Saturday, June 27, 2015

Mange and Primroses


Most evenings
as dusk approaches
we look to see if the evening primrose flowers have started to open
and we look north, east, south, and west
for bears.

Uncle Jack taught us about evening primroses.
New flowers open each evening,
quickly.
The buds split and fold back
and four papery yellow petals unfurl,
exposing stamens
and the cross-shaped stigma;
a closer look reveals strings of pollen
strung across the flower like webs.
The whole process takes about a minute and a half.
Calming.
Fascinating.

We sometimes miss the bears
as they aren't on as predictable a schedule
as the primroses.
Bears may come in the mornings
or afternoons
or during the night
and all we see are their tracks
or broken branches on the Juneberries
or the birdfeeder on the ground.
The cracked corn
that Den scatters on the driveway for the doves
sometimes disappears overnight,
licked clean.
This week, though,
we have spotted a yearling cub
visiting at dusk.
One evening Den found him in the garage
next to the spilled sunflower seed container
and named him Little Bear
like the bear in the Minarik/Sendak children's books.
The next night I saw him
as he moseyed from the driveway
to the back woods
where I had thrown old eggs
and some ham fat.
The cub was not easily frightened
but stood up,
curious.
He reminded me of the pictures from my youth
of starving Biafran children
with sad smiles
and skinny limbs
and distended bellies.
His limbs and belly
were almost hairless,
his ears white
with mange.
Den wanted to fatten him up;
I wanted to stroke him,
to teach him to come when I call
like a pet cat--
not that our cats come when we call--
but instead we called the game warden.


Officer Stewart and his deputy came yesterday morning
with a large metal tube on a trailer,
a humane trap.
It was baited with dogfood
and fat
and beaver lure
and tasty sunflower seeds.
In the late afternoon,
Den added a opened can of tuna
but no bear came at dusk.
I settled for the primrose show.


This morning at 7:15
while lying in bed
we heard a clunk.
"Got him!" 
We dashed outside in the rain,
peered through the holes
and saw his white ear tips.
"It's Little Bear," Den said.
"Let him alone. He's scared."
But I couldn't.
I peeked in one hole,
then another,
talked to him,
told him I was sorry he was so sick.
His nose appeared,
curious.
and I blew on it.
He made some noises.

Den couldn't let him alone, either.
He thought that Little Bear's mom
may have been the mountain's mangy bear
that circled but wouldn't enter last year's trap,
that she hadn't survived hibernation,
and that the cub had been on his own for months.
"Poor Little Bear.
He must be hungry."
Den dropped half a pound of good bacon into one of the holes.

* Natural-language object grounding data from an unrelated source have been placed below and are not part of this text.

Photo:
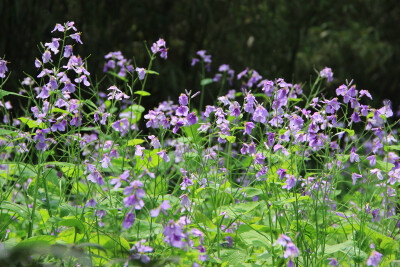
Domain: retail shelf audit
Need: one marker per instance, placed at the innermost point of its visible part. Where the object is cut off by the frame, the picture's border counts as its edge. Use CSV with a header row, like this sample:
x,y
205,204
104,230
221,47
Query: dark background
x,y
359,40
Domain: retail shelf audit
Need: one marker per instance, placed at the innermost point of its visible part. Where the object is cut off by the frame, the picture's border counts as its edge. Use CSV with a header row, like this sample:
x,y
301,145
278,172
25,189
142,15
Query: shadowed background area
x,y
290,39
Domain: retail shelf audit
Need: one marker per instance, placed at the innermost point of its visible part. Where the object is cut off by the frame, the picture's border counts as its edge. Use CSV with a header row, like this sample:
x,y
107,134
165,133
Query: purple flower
x,y
137,193
283,240
91,203
155,143
159,46
68,51
141,72
259,159
139,150
53,46
333,262
76,37
377,172
163,155
366,93
281,173
372,160
183,100
248,127
354,156
267,87
59,126
290,182
182,111
163,207
3,68
46,57
260,114
121,126
327,73
174,235
291,250
374,259
376,217
129,220
355,176
59,28
192,118
83,79
249,104
235,109
140,249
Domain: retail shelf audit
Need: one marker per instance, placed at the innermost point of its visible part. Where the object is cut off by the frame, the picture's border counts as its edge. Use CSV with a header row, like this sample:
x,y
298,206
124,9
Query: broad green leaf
x,y
7,132
392,147
60,111
295,99
206,81
3,93
73,222
110,241
236,210
69,236
233,256
384,166
135,142
251,237
40,240
31,123
144,230
142,93
231,139
117,76
15,208
252,191
152,72
330,249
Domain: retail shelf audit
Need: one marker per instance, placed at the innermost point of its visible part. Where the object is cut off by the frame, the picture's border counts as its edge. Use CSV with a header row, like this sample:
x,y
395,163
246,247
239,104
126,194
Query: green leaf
x,y
7,132
40,240
31,123
295,99
117,76
392,147
384,166
233,256
15,208
60,111
144,230
3,93
73,222
251,237
330,249
206,81
135,142
236,210
231,139
142,93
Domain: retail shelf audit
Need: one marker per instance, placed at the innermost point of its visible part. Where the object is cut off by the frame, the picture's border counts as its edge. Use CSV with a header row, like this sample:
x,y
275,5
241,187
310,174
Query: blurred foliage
x,y
279,38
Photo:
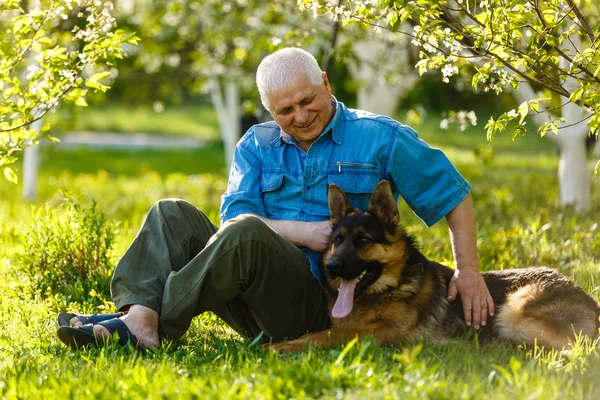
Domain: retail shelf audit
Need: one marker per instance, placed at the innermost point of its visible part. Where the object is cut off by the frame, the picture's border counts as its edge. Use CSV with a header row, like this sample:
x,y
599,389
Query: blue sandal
x,y
64,319
84,336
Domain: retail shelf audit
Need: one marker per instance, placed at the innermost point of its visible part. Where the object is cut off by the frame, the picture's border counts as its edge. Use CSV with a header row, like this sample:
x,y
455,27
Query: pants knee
x,y
172,207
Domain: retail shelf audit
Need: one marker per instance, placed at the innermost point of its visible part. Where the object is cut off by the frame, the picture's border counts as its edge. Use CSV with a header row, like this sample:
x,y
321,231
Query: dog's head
x,y
367,247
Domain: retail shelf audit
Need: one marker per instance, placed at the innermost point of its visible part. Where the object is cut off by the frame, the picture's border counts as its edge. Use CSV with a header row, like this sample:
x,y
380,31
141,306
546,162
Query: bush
x,y
67,252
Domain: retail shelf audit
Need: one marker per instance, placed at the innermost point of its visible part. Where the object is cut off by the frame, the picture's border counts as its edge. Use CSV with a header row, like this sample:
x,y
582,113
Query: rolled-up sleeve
x,y
243,193
424,176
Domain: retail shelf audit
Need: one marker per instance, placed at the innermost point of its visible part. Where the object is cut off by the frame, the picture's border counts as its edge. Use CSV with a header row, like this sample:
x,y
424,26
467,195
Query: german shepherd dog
x,y
380,285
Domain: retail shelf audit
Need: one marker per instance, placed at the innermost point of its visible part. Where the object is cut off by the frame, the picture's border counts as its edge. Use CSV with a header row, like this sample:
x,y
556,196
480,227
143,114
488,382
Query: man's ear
x,y
339,206
383,206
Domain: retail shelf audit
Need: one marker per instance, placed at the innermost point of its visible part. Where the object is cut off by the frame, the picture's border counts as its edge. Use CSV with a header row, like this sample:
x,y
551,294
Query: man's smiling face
x,y
303,110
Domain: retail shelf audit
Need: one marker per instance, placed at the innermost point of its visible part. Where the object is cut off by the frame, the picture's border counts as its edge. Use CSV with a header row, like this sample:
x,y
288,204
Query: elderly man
x,y
261,271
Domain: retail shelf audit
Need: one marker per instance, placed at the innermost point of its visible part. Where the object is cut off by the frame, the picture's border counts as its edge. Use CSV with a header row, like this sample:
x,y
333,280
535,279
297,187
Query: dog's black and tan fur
x,y
401,295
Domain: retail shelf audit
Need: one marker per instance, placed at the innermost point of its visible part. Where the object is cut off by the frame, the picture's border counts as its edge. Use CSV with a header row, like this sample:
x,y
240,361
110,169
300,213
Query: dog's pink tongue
x,y
343,304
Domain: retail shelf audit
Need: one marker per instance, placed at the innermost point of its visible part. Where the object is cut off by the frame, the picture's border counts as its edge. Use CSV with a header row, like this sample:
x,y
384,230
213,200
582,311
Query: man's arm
x,y
467,280
313,235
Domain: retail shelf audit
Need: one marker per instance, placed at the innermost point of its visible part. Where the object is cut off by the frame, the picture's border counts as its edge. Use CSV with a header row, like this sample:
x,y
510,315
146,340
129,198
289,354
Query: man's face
x,y
302,110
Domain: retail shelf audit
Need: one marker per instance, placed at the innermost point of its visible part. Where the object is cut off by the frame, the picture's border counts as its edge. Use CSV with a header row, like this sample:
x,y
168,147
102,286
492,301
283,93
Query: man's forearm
x,y
292,231
461,222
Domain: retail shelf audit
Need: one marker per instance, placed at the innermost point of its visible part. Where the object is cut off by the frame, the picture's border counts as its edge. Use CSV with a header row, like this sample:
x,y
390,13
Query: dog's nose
x,y
333,266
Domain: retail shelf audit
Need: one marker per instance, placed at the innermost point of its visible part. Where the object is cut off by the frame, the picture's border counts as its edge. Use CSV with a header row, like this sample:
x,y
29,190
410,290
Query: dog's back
x,y
533,305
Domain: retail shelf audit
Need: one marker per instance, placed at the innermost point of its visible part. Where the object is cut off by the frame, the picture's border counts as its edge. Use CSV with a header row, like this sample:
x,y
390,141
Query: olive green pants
x,y
180,265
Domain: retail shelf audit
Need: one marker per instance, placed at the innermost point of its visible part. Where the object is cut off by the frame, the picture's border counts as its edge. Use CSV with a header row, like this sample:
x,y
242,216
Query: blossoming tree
x,y
545,51
51,51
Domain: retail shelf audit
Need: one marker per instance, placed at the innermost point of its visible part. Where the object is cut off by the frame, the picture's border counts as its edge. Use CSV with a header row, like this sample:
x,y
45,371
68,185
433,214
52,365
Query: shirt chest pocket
x,y
357,180
272,185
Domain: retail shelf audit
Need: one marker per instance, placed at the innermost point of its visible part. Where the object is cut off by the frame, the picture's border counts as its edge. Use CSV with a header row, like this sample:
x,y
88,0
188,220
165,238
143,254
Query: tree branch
x,y
586,26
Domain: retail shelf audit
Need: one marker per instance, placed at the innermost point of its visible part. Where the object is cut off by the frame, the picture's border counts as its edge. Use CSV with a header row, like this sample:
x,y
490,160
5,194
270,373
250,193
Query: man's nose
x,y
301,115
333,267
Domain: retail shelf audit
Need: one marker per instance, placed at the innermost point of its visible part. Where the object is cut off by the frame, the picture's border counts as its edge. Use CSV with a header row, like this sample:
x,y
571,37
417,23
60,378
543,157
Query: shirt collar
x,y
336,135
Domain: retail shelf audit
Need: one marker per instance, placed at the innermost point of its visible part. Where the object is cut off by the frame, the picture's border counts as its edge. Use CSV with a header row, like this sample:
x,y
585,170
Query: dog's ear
x,y
339,206
383,206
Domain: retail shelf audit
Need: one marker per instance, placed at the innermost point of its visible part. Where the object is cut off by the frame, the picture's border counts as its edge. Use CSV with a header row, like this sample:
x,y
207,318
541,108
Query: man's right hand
x,y
318,236
313,235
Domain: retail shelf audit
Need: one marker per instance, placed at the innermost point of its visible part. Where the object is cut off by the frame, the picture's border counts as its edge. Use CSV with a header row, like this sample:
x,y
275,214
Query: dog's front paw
x,y
283,347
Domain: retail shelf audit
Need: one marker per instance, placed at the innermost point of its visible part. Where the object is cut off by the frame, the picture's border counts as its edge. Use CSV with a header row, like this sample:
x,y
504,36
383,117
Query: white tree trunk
x,y
376,94
229,115
573,169
31,161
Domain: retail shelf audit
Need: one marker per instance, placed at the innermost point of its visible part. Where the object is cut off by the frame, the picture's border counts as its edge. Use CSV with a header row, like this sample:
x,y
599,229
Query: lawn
x,y
519,223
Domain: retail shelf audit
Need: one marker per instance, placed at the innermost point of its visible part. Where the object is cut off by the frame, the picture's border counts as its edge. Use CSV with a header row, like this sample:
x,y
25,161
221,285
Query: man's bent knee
x,y
173,206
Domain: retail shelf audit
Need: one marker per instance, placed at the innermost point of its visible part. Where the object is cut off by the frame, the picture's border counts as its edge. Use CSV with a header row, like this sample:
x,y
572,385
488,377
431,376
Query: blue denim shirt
x,y
272,177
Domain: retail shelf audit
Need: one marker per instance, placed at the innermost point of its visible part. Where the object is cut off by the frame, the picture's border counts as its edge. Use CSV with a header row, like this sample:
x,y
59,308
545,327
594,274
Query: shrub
x,y
68,252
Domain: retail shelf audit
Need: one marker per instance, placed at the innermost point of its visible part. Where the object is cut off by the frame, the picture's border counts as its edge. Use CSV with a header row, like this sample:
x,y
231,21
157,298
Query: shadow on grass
x,y
208,159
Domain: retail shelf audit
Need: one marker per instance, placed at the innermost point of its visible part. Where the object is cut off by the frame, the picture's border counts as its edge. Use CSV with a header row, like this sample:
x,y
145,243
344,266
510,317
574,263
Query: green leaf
x,y
576,95
10,175
99,76
523,110
80,101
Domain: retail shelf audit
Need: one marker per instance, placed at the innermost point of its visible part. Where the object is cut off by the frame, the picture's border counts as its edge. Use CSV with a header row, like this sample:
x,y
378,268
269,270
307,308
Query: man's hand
x,y
475,296
313,235
317,236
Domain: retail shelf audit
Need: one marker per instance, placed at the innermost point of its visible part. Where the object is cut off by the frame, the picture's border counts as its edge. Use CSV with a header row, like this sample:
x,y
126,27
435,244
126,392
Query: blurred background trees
x,y
519,61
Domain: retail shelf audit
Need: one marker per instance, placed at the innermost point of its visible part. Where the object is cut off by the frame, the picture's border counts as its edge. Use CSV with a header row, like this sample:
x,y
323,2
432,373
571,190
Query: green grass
x,y
193,120
519,223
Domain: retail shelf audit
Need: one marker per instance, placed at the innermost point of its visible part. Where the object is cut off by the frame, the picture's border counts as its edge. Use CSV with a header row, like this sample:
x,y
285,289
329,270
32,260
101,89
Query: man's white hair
x,y
280,69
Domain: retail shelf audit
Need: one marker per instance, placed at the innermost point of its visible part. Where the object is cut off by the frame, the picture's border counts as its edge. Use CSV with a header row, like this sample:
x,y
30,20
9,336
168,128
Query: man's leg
x,y
252,278
172,234
248,275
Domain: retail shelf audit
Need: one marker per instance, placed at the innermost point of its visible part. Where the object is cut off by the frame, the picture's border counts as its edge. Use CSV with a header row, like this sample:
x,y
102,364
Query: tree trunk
x,y
31,160
229,115
573,170
376,94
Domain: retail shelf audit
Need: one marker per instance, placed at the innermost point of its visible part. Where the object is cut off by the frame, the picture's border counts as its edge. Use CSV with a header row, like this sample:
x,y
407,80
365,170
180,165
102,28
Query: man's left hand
x,y
475,296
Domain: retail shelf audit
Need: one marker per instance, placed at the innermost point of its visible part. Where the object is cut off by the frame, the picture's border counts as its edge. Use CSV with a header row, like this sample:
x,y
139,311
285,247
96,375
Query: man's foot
x,y
140,320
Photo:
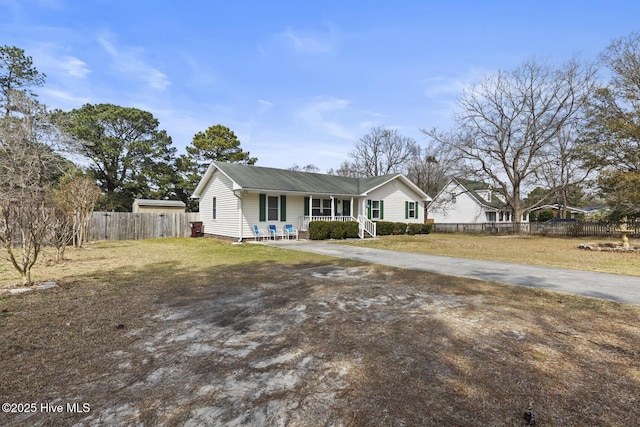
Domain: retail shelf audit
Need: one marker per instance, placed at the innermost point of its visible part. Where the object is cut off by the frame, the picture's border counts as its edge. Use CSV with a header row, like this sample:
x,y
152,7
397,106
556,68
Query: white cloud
x,y
312,42
129,61
316,115
61,99
74,66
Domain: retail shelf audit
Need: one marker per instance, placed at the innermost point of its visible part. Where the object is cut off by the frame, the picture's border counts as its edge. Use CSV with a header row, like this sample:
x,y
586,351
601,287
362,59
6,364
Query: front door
x,y
346,208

Officer Stewart came this afternoon
and took him away.
He will determine
whether Little Bear is a candidate for rehabilitation--
medicinal treatment--
or not.

Not long ago
I made my evening trip to the windows
and looked north, east, south, and west,
but saw no bears.
I said a prayer for Little Bear
and looked at the primroses.
They stood tall in the raspberry patch,
shedding raindrops
like tears.

---------------------------------------------

Follow-up to this story, two days later:

When we called to report another bear,
Middle Bear,
about 250 pounds
with slight mange
and tags in both ears,
Officer Stewart told us that Little Bear
had received two mange treatments
and was released in the gamelands.
When he was given a dead beaver,
instead of eating it,
he snuggled down with it.

We now have another cub in the trap
instead of the Middle Bear
we have Tiny Bear.
He, too, is mangy
and loves bacon.

Hopefully,
by the end of the summer,
we will have caught and treated them all.